LLaDA-VLA: Vision Language Diffusion Action Models
Yuqing Wen, Hebei Li, Kefan Gu, Yucheng Zhao, Tiancai Wang, Xiaoyan Sun
TL;DR
This work tackles the challenge of applying diffusion-based vision-language models to robotic manipulation by introducing LLaDA-VLA, the first Vision-Language-Diffusion-Action model built on pretrained discrete Vision-Language Models. It presents two key designs—localized special-token classification and hierarchical action-structured decoding—to bridge the domain gap and enforce the structured dependencies of action sequences. Through extensive experiments on SimplerEnv, CALVIN, and a real WidowX robot, LLaDA-VLA achieves state-of-the-art performance and strong generalization to unseen tasks. The results validate diffusion-based VLMs as a viable foundation for robotic policy learning and provide practical guidance for adapting such models to action generation in robotics.
Abstract
The rapid progress of auto-regressive vision-language models (VLMs) has inspired growing interest in vision-language-action models (VLA) for robotic manipulation. Recently, masked diffusion models, a paradigm distinct from autoregressive models, have begun to demonstrate competitive performance in text generation and multimodal applications, leading to the development of a series of diffusion-based VLMs (d-VLMs). However, leveraging such models for robot policy learning remains largely unexplored. In this work, we present LLaDA-VLA, the first Vision-Language-Diffusion-Action model built upon pretrained d-VLMs for robotic manipulation.
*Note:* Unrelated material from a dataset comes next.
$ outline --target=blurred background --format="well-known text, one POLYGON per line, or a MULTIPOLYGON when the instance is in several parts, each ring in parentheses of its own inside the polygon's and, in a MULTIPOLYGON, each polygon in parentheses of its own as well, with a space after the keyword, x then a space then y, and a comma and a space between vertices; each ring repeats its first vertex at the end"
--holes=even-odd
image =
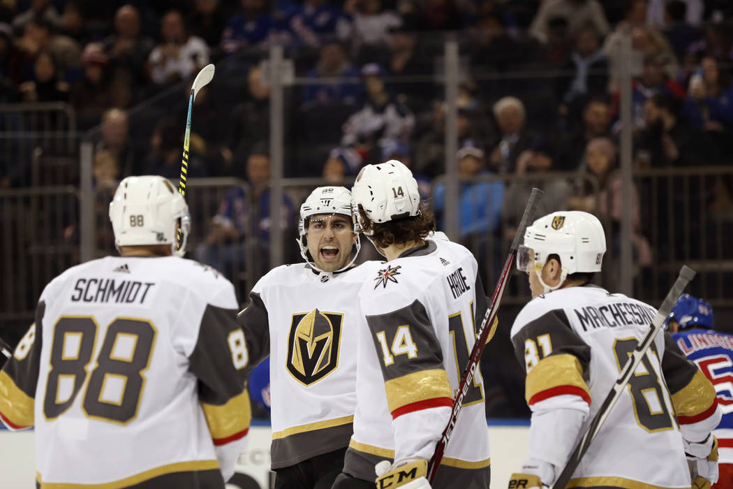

To effectively adapt d-VLMs to robotic domain, we introduce two key designs: (1) a localized special-token classification strategy that replaces full-vocabulary classification with special action token classification, reducing adaptation difficulty; (2) a hierarchical action-structured decoding strategy that decodes action sequences hierarchically considering the dependencies within and across actions. Extensive experiments demonstrate that LLaDA-VLA significantly outperforms state-of-the-art VLAs on both simulation and real-world robots.